Here are 6 ways in which concierge medicine and direct primary care (DPC) membership practices differ:
(1) Membership Fee: In concierge medicine, there is an annual fee that can be paid in full or divided into smaller payments, but the contract is for the entire year. In DPC, members typically pay a much lower monthly fee and may drop out of the program at any time (usually with a 30 day notice to cover emergency care).
(2) What the Membership Fee Covers: In concierge medicine, the annual fee covers an in-depth comprehensive physical with screenings that go beyond what traditional insurance or a government program would support (many times these are unnecessary). In DPC, the membership fee generally covers unlimited patient visits (annuals, sick and chronic care management), in-house testings, ECGs and some minor procedures.

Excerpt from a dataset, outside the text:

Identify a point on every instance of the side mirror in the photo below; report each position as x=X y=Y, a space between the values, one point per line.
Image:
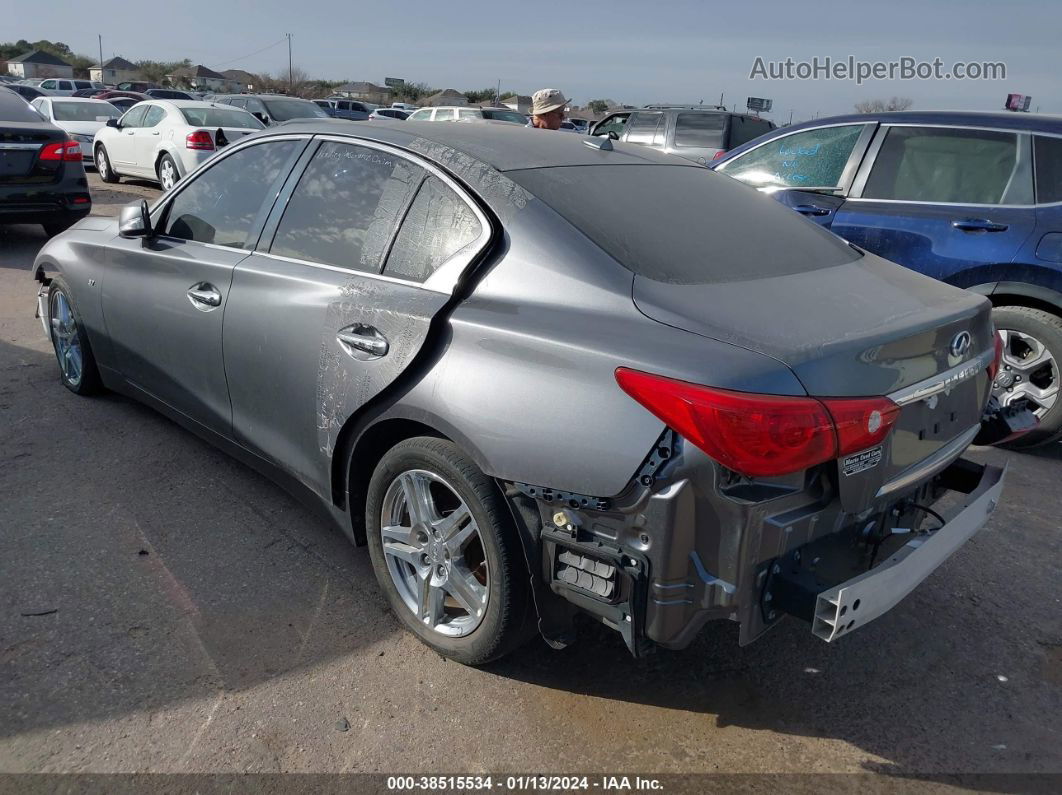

It also allows for access to discounted medications, laboratory and X-ray services and more.
(3) Cost: Concierge medicine membership fees tend to be much higher than DPC membership fees (upwards of $300/month). DPC membership fees are usually priced on a sliding scale, where younger patients pay less than older patients (many times less than a person’s cell phone or cable bill).
(4) Third Party Payers: Most traditional concierge medicine physicians continue to accept insurance plans and government programs, and patient visits are billed in the traditional manner (this makes them responsible for any copays). In DPC, the physician does not accept third party reimbursements. The membership fees paid by the patients cover their medical visits, access to the physician by phone, text or email, some offer home visits and in-house testing (some services are charged separately).
(5) Deductibles: The annual fee a patient pays to a concierge medicine physician generally cannot be deducted, but any copays or related health costs can be deducted as the concierge physician is in-network. Because the DPC doctor is out-of-network, the annual fees a patient pays for membership or lab fees, etc., cannot be applied to their deductibles. But as noted above, there are not out of pocket copays.
(6) Patient Profile: The average concierge medicine member is typically and older more affluent patient since concierge fees tend to be much higher. On the other hand, since DPC physicians tend to offer more affordable membership fees their patient population tends to be more diverse. Affluent and older patients appreciate the extra time DPC allows with immediate access to their physician. DPC offers more affordable care to those who are unable to pay for insurance or have high deductible plans. In the concierge models these patients would have to pay cash for their visits in addition to the higher membership fee. DPC levels the playing field, in that all patients regardless of their financial status can get great care with better access from their personal physician.